American artist, art collector and real estate developer

Ian Woodner (January 25, 1903 – November 1, 1990) was an American real estate developer, artist and art collector.

==Early life and education==
Woodner was born in New York City to a Polish immigrant family. He was raised in Minneapolis, Minnesota. He received a bachelor's degree in architecture from the University of Minnesota and a master's from Harvard University. He received a fellowship to study abroad in Europe and the Middle East. He attended the École des Beaux-Arts in Paris, where he won nine medals during his postgraduate work. He was married to Ruth Lyon Woodner of Westport, Connecticut.

==Real estate developer==
Woodner had a role in designing the Central Park Zoo and various buildings at the 1939 World's Fair. Woodner began building houses in Wilmington, Delaware and later concentrated on Washington, D.C., and the New York metropolitan region, where his company erected housing complexes in Manhattan, Flushing, Queens and Yonkers. In 1945, Woodner founded the Jonathan Woodner Company, which has built residential and commercial properties in New York, the District of Columbia and Atlanta. The company was named for Woodner's infant son, Jonathan, who later joined the business along with his sisters, Dian and Andrea. Jonathan Woodner died in an airplane crash in Maryland in 1988.

==Art collector and artist==
Woodner began collecting art in the early 1950s. His collection of drawings included works by Raphael, Tiepolo, Cellini, Correggio, Dürer, Holbein, Goya and Rembrandt. His collections have had major showings at the Metropolitan Museum of Art, the Royal Academy, the Prado and other galleries. The best of Woodner's rare old master drawings, were either sold or donated to the National Gallery of Art after his death. Woodner's interest in art collecting stemmed from his own work over the years in watercolors and pastels, which has been exhibited in New York, Munich and Jerusalem. Some of his work is still on display today in the lobby of the Woodner Apartments in Washington, D.C.

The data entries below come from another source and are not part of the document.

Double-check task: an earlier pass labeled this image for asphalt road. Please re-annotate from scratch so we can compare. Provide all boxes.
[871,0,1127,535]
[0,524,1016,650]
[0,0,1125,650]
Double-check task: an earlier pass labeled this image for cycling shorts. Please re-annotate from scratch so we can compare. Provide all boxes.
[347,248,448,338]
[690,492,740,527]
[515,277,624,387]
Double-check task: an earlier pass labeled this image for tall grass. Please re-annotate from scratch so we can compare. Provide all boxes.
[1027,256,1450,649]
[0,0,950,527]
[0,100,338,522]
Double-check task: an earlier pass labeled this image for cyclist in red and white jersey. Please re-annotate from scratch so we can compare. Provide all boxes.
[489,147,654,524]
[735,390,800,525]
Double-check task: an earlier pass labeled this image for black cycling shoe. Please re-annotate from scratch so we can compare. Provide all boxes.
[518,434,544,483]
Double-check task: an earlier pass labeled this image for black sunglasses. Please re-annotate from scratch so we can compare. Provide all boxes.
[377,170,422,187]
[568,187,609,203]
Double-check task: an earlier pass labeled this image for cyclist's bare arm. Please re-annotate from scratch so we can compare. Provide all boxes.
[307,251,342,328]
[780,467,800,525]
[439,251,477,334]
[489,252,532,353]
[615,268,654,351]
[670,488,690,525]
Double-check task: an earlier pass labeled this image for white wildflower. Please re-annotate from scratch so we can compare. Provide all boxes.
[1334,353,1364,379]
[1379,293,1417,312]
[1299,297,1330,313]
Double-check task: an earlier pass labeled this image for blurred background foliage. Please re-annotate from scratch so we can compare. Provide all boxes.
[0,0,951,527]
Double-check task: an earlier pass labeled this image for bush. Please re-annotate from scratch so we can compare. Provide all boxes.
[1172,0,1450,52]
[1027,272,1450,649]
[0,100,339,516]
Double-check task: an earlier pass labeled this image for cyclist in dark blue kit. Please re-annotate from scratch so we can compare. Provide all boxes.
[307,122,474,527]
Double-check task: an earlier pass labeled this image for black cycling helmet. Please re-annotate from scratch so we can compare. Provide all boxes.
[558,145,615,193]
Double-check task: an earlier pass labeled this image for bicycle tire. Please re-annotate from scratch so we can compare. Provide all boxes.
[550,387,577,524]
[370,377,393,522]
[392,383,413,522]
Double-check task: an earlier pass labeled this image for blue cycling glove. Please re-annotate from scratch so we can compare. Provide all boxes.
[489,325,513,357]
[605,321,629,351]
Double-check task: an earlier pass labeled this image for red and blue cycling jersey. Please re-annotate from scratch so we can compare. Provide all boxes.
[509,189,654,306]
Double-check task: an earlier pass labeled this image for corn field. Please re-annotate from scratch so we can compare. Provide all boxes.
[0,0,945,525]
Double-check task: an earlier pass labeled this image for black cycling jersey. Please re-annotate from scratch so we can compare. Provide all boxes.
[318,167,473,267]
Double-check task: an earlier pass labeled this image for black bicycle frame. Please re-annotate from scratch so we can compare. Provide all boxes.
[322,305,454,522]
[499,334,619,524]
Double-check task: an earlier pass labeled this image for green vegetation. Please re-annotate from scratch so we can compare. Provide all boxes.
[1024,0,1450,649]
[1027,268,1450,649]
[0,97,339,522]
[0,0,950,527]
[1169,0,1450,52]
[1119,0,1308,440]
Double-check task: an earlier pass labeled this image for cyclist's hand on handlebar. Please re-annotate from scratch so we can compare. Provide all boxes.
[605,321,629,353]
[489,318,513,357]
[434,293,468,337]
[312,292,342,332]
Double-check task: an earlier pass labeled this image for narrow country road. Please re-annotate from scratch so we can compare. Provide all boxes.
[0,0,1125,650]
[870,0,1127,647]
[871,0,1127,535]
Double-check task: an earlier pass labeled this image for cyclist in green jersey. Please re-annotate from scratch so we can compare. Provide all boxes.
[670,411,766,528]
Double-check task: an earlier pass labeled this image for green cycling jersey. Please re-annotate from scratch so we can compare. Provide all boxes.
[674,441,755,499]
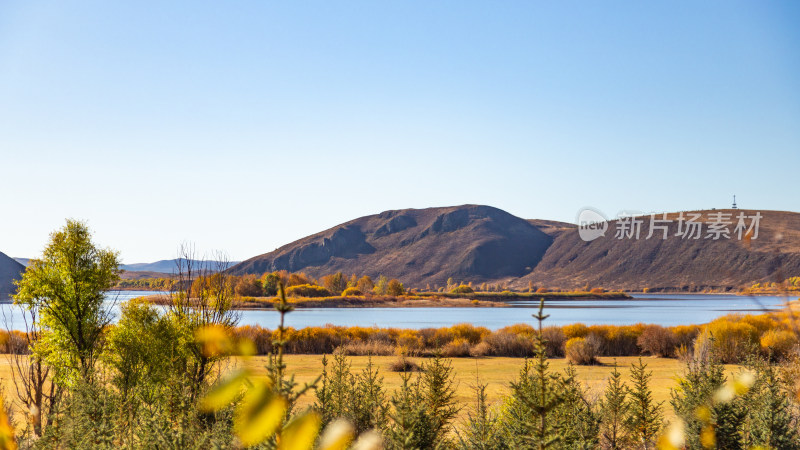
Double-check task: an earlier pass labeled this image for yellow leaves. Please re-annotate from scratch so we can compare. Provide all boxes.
[733,370,756,395]
[0,398,17,450]
[194,325,257,358]
[657,420,686,450]
[234,380,287,446]
[194,325,233,358]
[714,370,756,403]
[278,412,322,450]
[200,369,250,411]
[319,419,355,450]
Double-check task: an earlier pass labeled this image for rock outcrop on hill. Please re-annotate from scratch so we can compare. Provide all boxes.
[231,205,800,291]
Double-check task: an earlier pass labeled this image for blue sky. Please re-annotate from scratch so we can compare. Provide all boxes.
[0,1,800,263]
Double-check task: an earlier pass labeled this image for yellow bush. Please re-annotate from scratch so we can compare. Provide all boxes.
[342,287,364,297]
[563,323,589,339]
[286,284,331,297]
[695,318,758,364]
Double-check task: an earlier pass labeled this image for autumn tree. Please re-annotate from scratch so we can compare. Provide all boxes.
[386,278,406,296]
[320,272,347,295]
[261,272,281,297]
[14,220,120,384]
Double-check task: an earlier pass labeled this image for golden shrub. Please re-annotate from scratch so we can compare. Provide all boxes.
[564,337,597,365]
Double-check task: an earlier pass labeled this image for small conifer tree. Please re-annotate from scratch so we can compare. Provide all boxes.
[625,358,664,449]
[599,361,630,449]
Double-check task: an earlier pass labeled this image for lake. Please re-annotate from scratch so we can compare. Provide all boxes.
[0,291,796,330]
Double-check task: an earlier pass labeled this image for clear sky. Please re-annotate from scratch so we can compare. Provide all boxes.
[0,0,800,263]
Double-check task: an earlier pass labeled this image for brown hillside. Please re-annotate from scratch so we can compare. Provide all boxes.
[512,210,800,290]
[231,205,800,290]
[231,205,553,286]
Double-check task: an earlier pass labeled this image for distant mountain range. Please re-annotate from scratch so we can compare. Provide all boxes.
[0,252,25,300]
[230,205,800,290]
[7,205,800,296]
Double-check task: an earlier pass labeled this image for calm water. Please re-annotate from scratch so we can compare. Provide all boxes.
[0,291,786,329]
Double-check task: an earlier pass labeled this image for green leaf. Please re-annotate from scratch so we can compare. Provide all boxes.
[234,380,287,447]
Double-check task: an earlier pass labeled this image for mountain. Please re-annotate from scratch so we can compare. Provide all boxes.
[120,259,239,274]
[230,205,800,291]
[231,205,553,286]
[0,252,25,299]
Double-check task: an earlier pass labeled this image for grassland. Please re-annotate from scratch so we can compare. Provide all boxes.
[234,355,736,418]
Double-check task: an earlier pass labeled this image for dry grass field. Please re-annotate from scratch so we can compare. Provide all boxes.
[236,355,736,418]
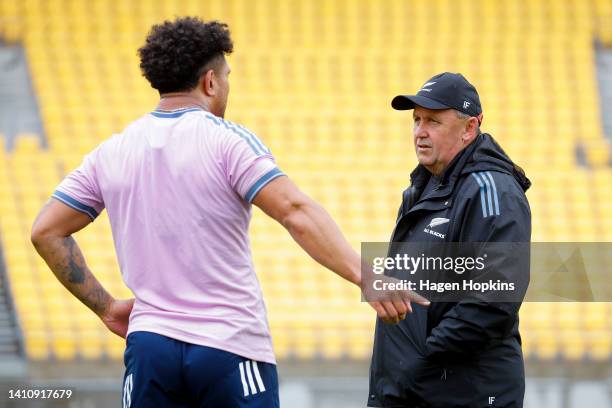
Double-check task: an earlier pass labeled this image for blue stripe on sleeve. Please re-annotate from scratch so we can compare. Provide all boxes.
[244,167,285,203]
[485,171,499,215]
[206,115,262,156]
[52,190,98,221]
[472,173,487,218]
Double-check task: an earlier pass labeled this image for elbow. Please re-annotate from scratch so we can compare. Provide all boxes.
[30,221,50,249]
[30,223,44,248]
[280,196,313,236]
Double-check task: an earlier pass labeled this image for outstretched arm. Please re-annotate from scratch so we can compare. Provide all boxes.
[31,198,134,337]
[253,177,428,323]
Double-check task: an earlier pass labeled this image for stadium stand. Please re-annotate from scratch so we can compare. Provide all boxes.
[0,0,612,360]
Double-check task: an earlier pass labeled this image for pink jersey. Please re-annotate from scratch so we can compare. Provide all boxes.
[53,108,283,363]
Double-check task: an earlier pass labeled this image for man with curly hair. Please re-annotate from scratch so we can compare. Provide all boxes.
[32,18,425,408]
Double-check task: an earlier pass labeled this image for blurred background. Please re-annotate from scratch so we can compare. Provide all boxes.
[0,0,612,408]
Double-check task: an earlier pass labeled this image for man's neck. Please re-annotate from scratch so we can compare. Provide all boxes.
[157,92,210,112]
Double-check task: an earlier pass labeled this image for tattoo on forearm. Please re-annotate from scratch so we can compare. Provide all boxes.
[36,236,112,315]
[64,236,85,283]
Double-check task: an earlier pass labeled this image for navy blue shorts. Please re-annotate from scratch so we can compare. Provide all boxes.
[122,331,280,408]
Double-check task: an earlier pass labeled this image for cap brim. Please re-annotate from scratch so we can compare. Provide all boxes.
[391,95,450,110]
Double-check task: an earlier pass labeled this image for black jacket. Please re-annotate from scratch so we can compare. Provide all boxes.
[368,134,531,408]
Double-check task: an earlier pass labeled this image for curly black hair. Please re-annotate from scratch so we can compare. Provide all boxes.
[138,17,234,94]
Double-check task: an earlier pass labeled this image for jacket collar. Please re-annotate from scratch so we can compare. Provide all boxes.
[410,133,531,199]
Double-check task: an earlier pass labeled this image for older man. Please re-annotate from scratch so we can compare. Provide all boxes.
[368,72,531,407]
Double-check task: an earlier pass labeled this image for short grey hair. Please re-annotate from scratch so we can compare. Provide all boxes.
[453,109,481,136]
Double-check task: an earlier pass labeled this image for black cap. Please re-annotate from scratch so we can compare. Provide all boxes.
[391,72,482,117]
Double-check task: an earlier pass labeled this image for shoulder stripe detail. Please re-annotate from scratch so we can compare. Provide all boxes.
[237,122,270,153]
[472,173,487,218]
[51,190,98,221]
[478,173,493,215]
[206,115,265,156]
[483,171,499,215]
[238,361,249,397]
[244,167,285,203]
[151,108,202,118]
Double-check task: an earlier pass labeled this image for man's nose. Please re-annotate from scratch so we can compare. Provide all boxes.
[414,124,427,139]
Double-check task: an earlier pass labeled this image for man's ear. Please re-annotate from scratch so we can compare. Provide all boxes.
[201,68,217,96]
[461,117,478,144]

His collection of drawings includes works from the 14th through the 20th century and includes extremely rare drawings by Botticelli and Cellini. In 1989, when the Woodner collection was shown at the Metropolitan, Woodner said:

I'm an artist and I see these things as an artist, as Vasari did. A collector requires only two basic qualities, taste and boldness: The ability to see a good work and the willingness to buy it on his own judgment alone.

His family foundation, the Ian Woodner Family Collection, supports exhibitions, museum education programs and university art and architecture scholarships. It has also endowed a professorship of architecture at Harvard University and a curatorship in drawings at the Fogg Art Museum at Harvard.